Up your nose? OMG Facebook video moments from clinic sued by DOJ

If a picture is worth a thousand words, how about a Facebook video from a stem cell clinic?

In my view it sure tells a story with some unusual twists.

I wrote last week about this Facebook video by Kristin Comella, the leader of the publicly-traded stem cell clinic firm US Stem Cell, Inc. (USRM). As most of you know by now, USRM and another group called California Stem Cell Treatment Center/Cell Surgical Network are each the subject of DOJ lawsuits at the request of the FDA seeking permanent injunctions on their apparently non-compliant stem cell offerings. The video seemed to be suggesting that USRM might be infusing an unapproved, genetically or somehow otherwise modified stem cell product into cancer patients (43-minute mark).

There’s a whole lot more in this video that is striking and it overall provides valuable insights into the mindset of parts of the unproven, for-profit stem cell clinic world.
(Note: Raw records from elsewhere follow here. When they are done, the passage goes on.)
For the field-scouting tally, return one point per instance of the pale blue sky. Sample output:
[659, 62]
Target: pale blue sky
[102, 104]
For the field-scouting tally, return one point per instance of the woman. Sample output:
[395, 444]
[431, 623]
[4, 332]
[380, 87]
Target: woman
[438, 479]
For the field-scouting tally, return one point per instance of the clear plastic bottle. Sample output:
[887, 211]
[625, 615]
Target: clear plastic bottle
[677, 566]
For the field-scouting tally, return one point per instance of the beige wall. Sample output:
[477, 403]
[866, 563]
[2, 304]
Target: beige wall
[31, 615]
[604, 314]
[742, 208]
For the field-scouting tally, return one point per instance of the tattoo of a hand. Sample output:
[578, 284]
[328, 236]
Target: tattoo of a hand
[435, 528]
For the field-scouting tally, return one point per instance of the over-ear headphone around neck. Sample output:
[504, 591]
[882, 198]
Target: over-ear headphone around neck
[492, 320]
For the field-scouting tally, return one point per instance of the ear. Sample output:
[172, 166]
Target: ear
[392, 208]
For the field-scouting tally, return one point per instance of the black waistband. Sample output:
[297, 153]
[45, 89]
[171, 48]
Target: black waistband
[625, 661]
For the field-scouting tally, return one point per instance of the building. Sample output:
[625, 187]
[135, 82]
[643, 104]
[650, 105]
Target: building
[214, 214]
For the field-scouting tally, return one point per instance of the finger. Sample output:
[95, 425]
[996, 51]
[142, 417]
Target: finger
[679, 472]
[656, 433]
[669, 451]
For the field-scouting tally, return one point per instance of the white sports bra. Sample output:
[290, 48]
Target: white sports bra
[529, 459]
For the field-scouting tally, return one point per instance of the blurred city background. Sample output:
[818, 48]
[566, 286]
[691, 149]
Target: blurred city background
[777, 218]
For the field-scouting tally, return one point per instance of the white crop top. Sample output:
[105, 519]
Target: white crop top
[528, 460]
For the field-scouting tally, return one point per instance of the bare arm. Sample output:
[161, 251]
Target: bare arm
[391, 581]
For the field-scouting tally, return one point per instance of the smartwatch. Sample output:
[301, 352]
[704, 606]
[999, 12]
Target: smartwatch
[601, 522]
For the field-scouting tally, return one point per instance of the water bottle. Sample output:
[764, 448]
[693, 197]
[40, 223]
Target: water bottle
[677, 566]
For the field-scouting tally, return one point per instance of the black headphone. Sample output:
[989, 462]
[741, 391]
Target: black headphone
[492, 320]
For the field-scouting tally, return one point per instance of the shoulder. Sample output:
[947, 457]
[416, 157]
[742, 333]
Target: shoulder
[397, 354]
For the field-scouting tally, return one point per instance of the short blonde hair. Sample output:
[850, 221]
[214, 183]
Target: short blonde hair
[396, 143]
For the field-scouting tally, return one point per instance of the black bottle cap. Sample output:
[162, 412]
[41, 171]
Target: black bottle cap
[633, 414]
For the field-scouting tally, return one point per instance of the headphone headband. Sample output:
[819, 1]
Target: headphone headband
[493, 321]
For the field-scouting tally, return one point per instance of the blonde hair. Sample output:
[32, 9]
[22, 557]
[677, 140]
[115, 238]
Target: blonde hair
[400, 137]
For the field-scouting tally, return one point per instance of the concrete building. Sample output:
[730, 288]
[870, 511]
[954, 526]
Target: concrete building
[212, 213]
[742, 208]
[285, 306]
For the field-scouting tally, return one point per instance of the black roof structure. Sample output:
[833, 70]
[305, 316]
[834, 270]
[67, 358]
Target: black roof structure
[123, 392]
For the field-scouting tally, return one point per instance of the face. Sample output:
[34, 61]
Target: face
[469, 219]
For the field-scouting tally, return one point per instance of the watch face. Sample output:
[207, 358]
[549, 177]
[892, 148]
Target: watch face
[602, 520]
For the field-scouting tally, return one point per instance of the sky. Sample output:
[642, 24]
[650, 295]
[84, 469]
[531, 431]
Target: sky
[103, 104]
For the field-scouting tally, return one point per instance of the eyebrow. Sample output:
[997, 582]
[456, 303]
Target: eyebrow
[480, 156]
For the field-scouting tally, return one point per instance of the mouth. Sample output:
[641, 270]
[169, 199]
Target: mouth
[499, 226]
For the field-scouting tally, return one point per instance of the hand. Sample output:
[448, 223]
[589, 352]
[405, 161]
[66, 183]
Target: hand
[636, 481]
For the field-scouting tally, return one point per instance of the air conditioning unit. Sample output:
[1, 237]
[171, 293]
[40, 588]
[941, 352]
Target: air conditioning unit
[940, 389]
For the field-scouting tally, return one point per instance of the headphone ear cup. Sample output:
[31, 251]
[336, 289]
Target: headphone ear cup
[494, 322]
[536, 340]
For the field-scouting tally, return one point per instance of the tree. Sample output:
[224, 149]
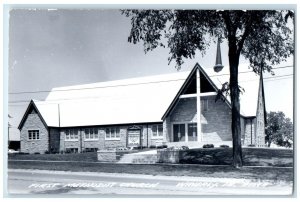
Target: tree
[261, 36]
[279, 129]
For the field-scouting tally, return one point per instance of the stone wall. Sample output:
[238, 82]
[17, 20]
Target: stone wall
[215, 118]
[249, 131]
[101, 143]
[33, 122]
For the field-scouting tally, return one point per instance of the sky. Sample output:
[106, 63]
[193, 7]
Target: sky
[53, 48]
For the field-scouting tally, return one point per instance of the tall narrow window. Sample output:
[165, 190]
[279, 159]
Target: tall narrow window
[33, 134]
[91, 133]
[157, 131]
[112, 133]
[71, 134]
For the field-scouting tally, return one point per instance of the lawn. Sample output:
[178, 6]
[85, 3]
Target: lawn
[251, 156]
[257, 173]
[87, 157]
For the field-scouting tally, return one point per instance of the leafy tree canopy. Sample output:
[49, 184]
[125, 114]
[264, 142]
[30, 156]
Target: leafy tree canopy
[261, 36]
[264, 37]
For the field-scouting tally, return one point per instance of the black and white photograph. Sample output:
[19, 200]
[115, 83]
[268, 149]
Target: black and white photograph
[131, 101]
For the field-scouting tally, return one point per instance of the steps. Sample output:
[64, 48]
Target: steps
[198, 144]
[139, 158]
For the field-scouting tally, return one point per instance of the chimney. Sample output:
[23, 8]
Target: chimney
[218, 67]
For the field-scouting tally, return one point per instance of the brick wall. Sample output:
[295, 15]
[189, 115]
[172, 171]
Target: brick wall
[33, 122]
[215, 118]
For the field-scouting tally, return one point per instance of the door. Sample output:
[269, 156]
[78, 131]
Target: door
[179, 132]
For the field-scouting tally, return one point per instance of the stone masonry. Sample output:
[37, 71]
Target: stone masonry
[33, 122]
[215, 118]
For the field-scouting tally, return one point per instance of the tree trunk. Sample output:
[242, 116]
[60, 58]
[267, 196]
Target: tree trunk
[235, 105]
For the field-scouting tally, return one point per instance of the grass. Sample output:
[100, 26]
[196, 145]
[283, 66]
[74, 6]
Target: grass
[87, 157]
[257, 173]
[251, 156]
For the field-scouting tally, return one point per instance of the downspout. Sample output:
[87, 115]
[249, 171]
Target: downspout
[59, 130]
[147, 136]
[251, 132]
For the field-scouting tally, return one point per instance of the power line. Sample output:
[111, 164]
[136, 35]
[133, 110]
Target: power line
[17, 102]
[90, 88]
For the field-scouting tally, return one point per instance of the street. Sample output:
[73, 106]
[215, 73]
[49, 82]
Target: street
[64, 182]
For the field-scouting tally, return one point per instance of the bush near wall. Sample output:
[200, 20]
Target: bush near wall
[251, 156]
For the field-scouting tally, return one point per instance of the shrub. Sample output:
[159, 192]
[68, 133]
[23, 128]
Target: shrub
[159, 147]
[208, 146]
[24, 153]
[224, 146]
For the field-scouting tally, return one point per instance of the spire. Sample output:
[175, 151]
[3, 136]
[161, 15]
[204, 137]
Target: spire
[218, 67]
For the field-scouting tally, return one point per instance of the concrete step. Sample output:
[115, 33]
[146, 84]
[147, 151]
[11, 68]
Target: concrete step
[196, 144]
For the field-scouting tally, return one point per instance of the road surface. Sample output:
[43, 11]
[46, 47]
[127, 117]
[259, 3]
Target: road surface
[64, 182]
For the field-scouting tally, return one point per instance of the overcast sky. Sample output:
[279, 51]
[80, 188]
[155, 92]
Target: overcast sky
[55, 48]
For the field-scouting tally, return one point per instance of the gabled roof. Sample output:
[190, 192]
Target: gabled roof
[248, 80]
[135, 100]
[31, 106]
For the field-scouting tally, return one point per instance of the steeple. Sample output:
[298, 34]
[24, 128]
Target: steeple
[218, 67]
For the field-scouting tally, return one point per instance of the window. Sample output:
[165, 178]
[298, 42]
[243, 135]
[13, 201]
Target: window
[71, 150]
[204, 105]
[91, 134]
[112, 133]
[71, 134]
[91, 149]
[33, 134]
[157, 131]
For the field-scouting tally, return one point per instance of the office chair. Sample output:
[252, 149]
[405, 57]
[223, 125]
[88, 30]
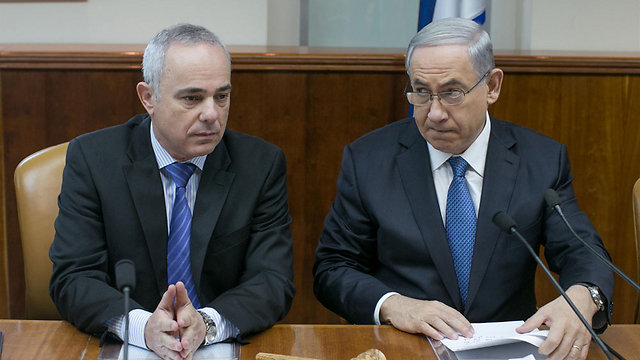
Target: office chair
[38, 179]
[636, 222]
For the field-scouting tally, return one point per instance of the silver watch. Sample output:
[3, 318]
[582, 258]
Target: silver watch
[210, 332]
[595, 295]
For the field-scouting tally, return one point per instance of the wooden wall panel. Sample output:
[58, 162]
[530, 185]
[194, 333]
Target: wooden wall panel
[596, 116]
[313, 103]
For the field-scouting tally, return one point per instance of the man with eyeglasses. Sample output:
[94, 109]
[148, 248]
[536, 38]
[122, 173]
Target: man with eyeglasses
[409, 239]
[200, 209]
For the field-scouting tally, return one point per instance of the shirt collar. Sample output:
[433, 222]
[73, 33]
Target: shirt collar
[163, 158]
[475, 155]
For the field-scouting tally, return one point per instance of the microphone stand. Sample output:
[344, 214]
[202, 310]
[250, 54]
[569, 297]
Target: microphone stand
[508, 225]
[126, 291]
[126, 281]
[553, 200]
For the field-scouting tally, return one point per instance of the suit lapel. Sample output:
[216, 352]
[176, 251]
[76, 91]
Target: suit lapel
[145, 186]
[213, 189]
[499, 181]
[417, 179]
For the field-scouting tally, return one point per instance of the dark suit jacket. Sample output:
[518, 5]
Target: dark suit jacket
[384, 231]
[112, 207]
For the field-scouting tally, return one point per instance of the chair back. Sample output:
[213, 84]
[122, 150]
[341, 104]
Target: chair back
[38, 179]
[636, 222]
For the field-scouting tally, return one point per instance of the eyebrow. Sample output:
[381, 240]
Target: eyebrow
[451, 82]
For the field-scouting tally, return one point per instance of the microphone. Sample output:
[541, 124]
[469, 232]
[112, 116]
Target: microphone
[126, 282]
[553, 200]
[508, 225]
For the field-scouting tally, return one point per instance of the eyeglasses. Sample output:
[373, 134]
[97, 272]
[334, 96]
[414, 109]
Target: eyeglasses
[449, 97]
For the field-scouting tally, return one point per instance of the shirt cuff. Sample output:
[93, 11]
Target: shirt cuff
[224, 328]
[137, 322]
[376, 312]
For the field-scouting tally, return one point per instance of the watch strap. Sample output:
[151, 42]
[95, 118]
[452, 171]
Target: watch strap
[210, 331]
[595, 295]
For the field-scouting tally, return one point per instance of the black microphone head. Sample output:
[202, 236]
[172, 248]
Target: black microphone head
[551, 197]
[504, 222]
[125, 274]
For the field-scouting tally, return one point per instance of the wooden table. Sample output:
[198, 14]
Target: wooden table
[27, 339]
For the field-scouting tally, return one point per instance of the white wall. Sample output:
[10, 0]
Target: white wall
[237, 22]
[612, 25]
[362, 23]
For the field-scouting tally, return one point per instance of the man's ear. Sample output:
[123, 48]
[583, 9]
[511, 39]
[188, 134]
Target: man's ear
[494, 83]
[145, 94]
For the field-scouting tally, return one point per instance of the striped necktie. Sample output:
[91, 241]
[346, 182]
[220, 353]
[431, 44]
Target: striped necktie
[461, 224]
[178, 247]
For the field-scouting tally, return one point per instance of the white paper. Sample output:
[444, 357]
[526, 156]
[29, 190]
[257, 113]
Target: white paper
[496, 333]
[218, 351]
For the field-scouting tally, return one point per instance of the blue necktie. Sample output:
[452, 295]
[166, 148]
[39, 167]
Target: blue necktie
[178, 247]
[461, 224]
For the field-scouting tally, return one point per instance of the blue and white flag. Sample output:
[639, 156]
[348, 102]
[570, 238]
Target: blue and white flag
[438, 9]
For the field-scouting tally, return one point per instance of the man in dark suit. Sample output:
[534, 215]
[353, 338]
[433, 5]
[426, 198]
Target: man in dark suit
[409, 239]
[120, 196]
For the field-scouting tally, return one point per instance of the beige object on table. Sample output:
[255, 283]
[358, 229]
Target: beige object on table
[371, 354]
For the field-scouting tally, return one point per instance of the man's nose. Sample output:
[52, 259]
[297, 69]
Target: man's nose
[209, 111]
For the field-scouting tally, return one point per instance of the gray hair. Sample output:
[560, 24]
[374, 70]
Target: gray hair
[451, 31]
[155, 54]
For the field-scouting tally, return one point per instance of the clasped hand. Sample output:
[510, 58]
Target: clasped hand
[175, 329]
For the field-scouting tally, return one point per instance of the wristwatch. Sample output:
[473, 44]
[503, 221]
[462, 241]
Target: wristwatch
[210, 332]
[595, 295]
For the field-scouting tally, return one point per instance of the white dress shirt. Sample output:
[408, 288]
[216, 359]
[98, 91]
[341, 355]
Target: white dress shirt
[476, 156]
[138, 318]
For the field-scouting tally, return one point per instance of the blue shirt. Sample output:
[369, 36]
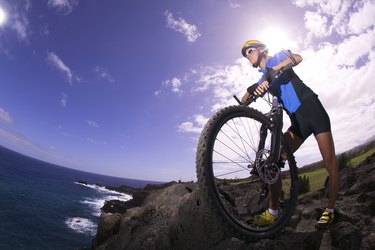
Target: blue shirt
[289, 89]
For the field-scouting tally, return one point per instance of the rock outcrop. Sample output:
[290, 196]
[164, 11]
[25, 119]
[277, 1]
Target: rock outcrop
[174, 217]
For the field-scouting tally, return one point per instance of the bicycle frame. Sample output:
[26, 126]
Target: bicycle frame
[276, 116]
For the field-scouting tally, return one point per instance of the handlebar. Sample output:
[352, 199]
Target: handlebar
[251, 99]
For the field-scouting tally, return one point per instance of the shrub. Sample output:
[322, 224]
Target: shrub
[343, 161]
[304, 184]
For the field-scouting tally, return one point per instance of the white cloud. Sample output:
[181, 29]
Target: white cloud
[363, 19]
[92, 124]
[316, 24]
[63, 99]
[175, 84]
[5, 117]
[55, 61]
[96, 142]
[63, 6]
[103, 74]
[342, 17]
[194, 126]
[180, 25]
[17, 19]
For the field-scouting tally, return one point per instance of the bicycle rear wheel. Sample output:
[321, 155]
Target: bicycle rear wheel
[227, 152]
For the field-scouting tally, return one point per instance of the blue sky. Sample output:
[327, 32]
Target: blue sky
[123, 88]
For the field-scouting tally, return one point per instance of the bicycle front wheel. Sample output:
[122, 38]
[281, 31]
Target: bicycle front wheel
[231, 145]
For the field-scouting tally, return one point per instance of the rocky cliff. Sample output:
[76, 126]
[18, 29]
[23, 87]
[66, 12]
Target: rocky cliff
[173, 216]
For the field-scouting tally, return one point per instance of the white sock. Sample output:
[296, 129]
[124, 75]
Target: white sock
[273, 212]
[331, 210]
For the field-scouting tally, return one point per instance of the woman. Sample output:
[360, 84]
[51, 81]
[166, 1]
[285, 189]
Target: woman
[306, 113]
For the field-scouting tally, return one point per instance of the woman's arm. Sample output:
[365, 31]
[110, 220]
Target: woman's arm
[288, 62]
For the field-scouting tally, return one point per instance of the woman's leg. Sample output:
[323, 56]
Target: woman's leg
[294, 142]
[327, 149]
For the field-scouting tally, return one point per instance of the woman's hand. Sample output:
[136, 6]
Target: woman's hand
[245, 97]
[262, 88]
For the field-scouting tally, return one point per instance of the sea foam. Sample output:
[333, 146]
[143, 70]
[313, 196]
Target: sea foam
[82, 225]
[105, 195]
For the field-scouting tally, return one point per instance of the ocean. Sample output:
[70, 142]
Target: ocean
[44, 206]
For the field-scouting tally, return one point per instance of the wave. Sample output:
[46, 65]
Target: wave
[96, 203]
[82, 225]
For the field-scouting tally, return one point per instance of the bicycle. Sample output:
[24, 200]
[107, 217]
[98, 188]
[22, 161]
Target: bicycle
[240, 152]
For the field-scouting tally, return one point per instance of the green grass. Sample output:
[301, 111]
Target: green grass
[358, 159]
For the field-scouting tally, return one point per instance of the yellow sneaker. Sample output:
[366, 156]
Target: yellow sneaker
[265, 219]
[325, 220]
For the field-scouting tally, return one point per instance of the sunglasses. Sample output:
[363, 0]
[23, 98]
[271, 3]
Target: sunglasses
[249, 51]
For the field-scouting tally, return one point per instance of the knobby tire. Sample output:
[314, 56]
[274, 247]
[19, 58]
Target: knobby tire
[233, 194]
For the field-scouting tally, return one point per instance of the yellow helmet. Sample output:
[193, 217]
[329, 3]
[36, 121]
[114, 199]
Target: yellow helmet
[251, 44]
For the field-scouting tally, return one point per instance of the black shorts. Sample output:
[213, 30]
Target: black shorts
[310, 118]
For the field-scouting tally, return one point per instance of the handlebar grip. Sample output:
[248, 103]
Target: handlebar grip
[251, 99]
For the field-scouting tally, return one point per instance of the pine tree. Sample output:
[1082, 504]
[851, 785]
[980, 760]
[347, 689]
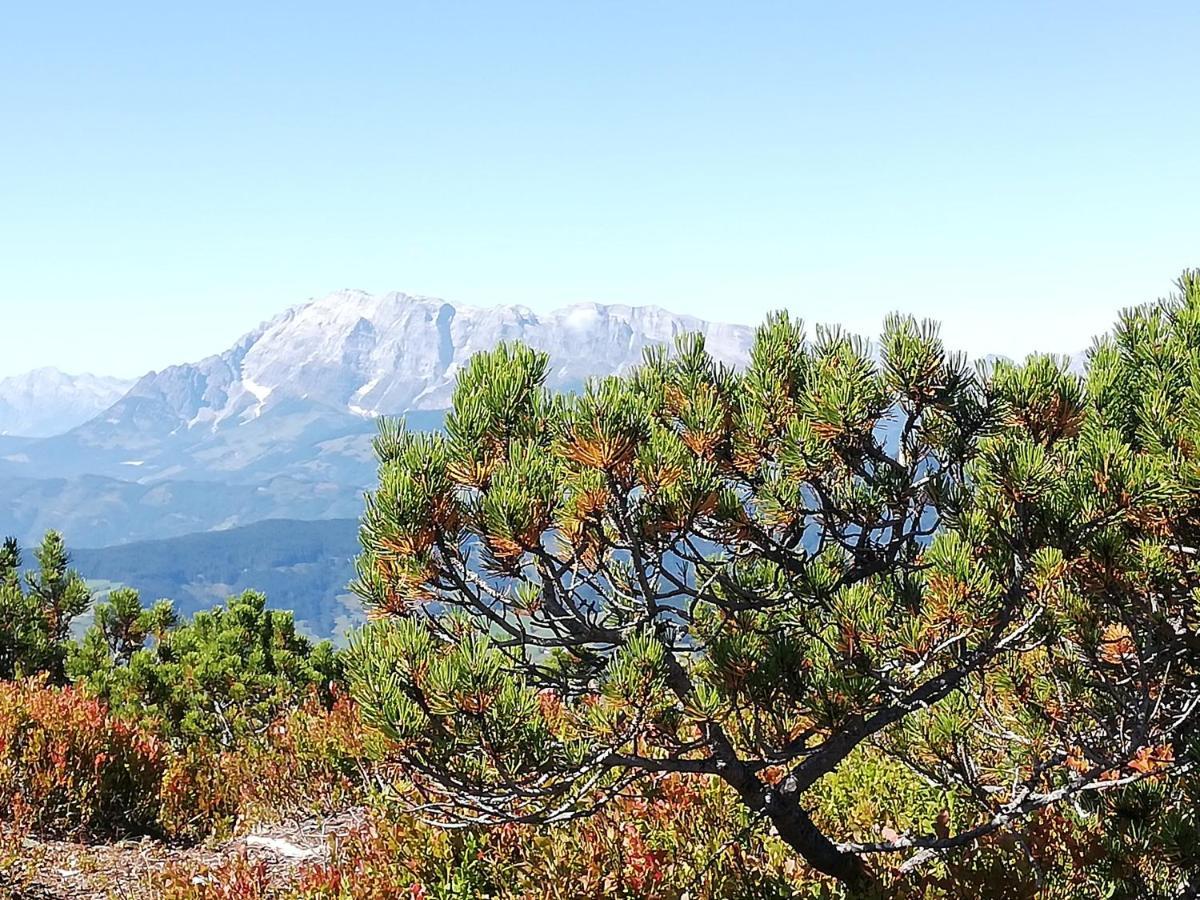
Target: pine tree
[35, 619]
[988, 575]
[222, 676]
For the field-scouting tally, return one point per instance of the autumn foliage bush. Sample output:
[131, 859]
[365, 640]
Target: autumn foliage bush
[67, 767]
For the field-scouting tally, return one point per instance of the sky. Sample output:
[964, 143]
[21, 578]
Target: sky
[172, 174]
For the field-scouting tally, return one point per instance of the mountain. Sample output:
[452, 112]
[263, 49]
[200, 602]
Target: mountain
[47, 401]
[304, 567]
[298, 396]
[93, 510]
Here are some top “what the heck” moments for me.

  • Cancer therapy researchers at risk from…some plot or what? At one point almost as an aside it is mentioned that people who find therapies for cancer “tend to go missing.” Wait, what? They do? Who? This statement brought to mind my post about the supposed stem cell deep state/secret society myth.
  • Up your nose!? At another point (~19 minute mark) the speaker remarkably says, “You spray it up your nose!” to refer to a biological product (PRP)…and then later, “it’s such a little magic concoction.” I thought maybe she was joking on the nose thing or I misheard. But then if I heard right again at the 28-minute mark, once more comes, “Spray that up your nose!”
  • Losing consciousness? Starting at one point around the 23-24-minute mark, certain patient side effects seem to be played down or viewed in unusual ways. For example, it’s suggested that one shouldn’t be too afraid if a patient loses consciousness after getting stem cells. If I had given someone an unproven, experimental stem cell infusion and they passed out for 5-10 minutes, I would be extremely concerned and perhaps call 911, but maybe that’s just me.
  • Give me fever? I felt like there’s also a sense given in the video that patient fever isn’t a big deal after getting stem cells.  In fact, perhaps the opposite as there’s some mention as a possible “great sign” if a patient calls the clinic after getting stem cells to say that they aren’t feeling well and/or have a low-grade fever. Fever and losing consciousness sound like apparent adverse events to me. Were these reported by USRM to the FDA and its IRB? Did the IRB do anything?
  • FDA jail? The views expressed toward the FDA in the video are worth some thought. Also regarding the agency, at one point there is a mention jokingly I guess of “FDA jail”.